🔬 Reaction Class Predictor is a web application built using Streamlit that predicts the class of a chemical reaction based on its SMILES representation. Utilizing machine learning techniques and molecular fingerprints, this application provides a user-friendly interface for chemists and researchers to quickly analyze chemical reactions.
You can access the live application here: Reaction Class Predictor on Heroku
- Features
- Technologies Used
- Installation
- Usage
- How It Works
- Exploring the Training Code
- Important Notes on Deployment
- Contributing
- License
- User Input for SMILES: Enter chemical reaction SMILES strings to predict their classes.
- Reaction Visualization: Automatically generates visual representations of the input reactions.
- Model Predictions: Provides predicted reaction classes along with confidence levels.
- LIME Explainer: Displays bit-level importance of molecular features influencing the predictions.
- Alternative Suggestions: If the confidence level is low, alternative reaction classes are suggested.
- Streamlit - Framework for building web apps
- RDKit - Collection of cheminformatics and machine learning tools
- scikit-learn - Machine learning library for Python
- LIME - Local Interpretable Model-agnostic Explanations
- joblib - Lightweight pipelining in Python
- Pandas - Data manipulation and analysis
- NumPy - Numerical computing in Python
To run this project locally, follow these steps:
-
Clone the repository:
git clone https://github.com/yourusername/reaction-class-predictor.git cd reaction-class-predictorIf you do not have Git installed, you can download the project as a ZIP file from GitHub here and extract it to access the folder.
-
Open your terminal and navigate to the project directory (if not already there).
-
Create a new virtual environment:
python -m venv venv
-
Activate the virtual environment:
- On Windows:
venv\Scripts\activate
- On macOS/Linux:
source venv/bin/activate
- On Windows:
-
Install the required packages:
pip install -r requirements.txt
-
Ensure you have the following files in your project directory:
label_encoder.pklfinal_model_svc.pkl.ziplime_explainer.dill
-
Start the Streamlit app:
streamlit run app.py
- Open your browser and navigate to
http://localhost:8501to view the app. - Enter a reaction in SMILES format in the input box (e.g.,
C1=CC=CC=C1>>C1=CC=C(C=C1)C(=O)O). - Click Enter to see the predicted reaction class and visualizations.
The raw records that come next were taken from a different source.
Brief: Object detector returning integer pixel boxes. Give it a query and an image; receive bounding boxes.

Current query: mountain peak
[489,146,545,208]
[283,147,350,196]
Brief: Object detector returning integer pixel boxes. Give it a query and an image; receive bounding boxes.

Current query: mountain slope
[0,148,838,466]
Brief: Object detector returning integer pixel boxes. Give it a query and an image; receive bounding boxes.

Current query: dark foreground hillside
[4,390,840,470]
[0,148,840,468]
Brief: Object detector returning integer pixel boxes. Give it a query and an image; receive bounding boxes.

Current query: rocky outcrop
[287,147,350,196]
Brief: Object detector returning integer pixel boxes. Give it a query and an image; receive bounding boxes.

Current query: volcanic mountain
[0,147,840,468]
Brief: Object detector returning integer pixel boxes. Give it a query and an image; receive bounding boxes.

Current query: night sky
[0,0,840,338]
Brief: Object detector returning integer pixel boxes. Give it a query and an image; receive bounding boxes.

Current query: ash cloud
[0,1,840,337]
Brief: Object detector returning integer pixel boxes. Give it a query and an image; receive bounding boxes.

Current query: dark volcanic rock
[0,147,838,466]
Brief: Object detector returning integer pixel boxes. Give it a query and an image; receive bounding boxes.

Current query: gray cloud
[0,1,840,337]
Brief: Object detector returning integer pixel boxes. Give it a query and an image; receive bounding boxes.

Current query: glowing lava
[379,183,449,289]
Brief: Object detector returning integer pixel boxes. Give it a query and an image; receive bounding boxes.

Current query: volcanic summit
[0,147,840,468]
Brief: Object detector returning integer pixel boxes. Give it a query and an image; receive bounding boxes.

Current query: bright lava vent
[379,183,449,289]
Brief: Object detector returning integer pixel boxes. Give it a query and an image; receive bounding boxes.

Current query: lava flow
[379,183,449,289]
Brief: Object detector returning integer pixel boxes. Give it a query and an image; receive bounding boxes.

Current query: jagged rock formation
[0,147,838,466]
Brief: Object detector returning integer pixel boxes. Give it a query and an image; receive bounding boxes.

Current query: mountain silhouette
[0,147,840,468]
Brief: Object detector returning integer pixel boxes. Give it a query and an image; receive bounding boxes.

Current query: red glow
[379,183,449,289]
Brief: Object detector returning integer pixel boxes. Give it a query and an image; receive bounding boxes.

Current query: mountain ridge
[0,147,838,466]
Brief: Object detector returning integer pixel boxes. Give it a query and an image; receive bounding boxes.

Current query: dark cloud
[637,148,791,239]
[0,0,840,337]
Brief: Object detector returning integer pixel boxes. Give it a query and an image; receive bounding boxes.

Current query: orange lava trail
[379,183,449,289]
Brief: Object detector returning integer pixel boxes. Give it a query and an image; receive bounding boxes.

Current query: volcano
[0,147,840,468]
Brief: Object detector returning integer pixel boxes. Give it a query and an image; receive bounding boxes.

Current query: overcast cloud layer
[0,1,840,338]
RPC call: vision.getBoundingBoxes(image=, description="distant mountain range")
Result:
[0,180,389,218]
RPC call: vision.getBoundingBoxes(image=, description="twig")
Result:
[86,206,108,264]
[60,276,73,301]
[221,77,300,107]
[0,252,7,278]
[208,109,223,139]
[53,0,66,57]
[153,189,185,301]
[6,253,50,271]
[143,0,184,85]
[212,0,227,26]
- Review the bit-level importance and confidence levels in the prediction.
The application performs the following steps:
- Input Handling: Accepts user input in the form of SMILES strings.
- ECFP Conversion: Converts the SMILES representation to Extended Connectivity Fingerprints (ECFP) for model input.
- Model Prediction: Uses a pre-trained machine learning model to predict the reaction class and confidence level.
- Reaction Visualization: Generates a visual representation of the chemical reaction using RDKit.
- LIME Explanation: Utilizes LIME to explain the model's predictions by identifying important molecular features.
To understand how the models were created, check out the training code in this repository. It includes explanations and methodologies used for model training and evaluation.
- The application has been successfully deployed on Heroku. Users can access the live app online for predictions.
- Due to memory limitations during deployment, the number of samples used for the LIME explainer was reduced. This means that while the application runs smoothly in a production environment, users may experiment with increasing the sample size when running the application locally to enhance explanation quality.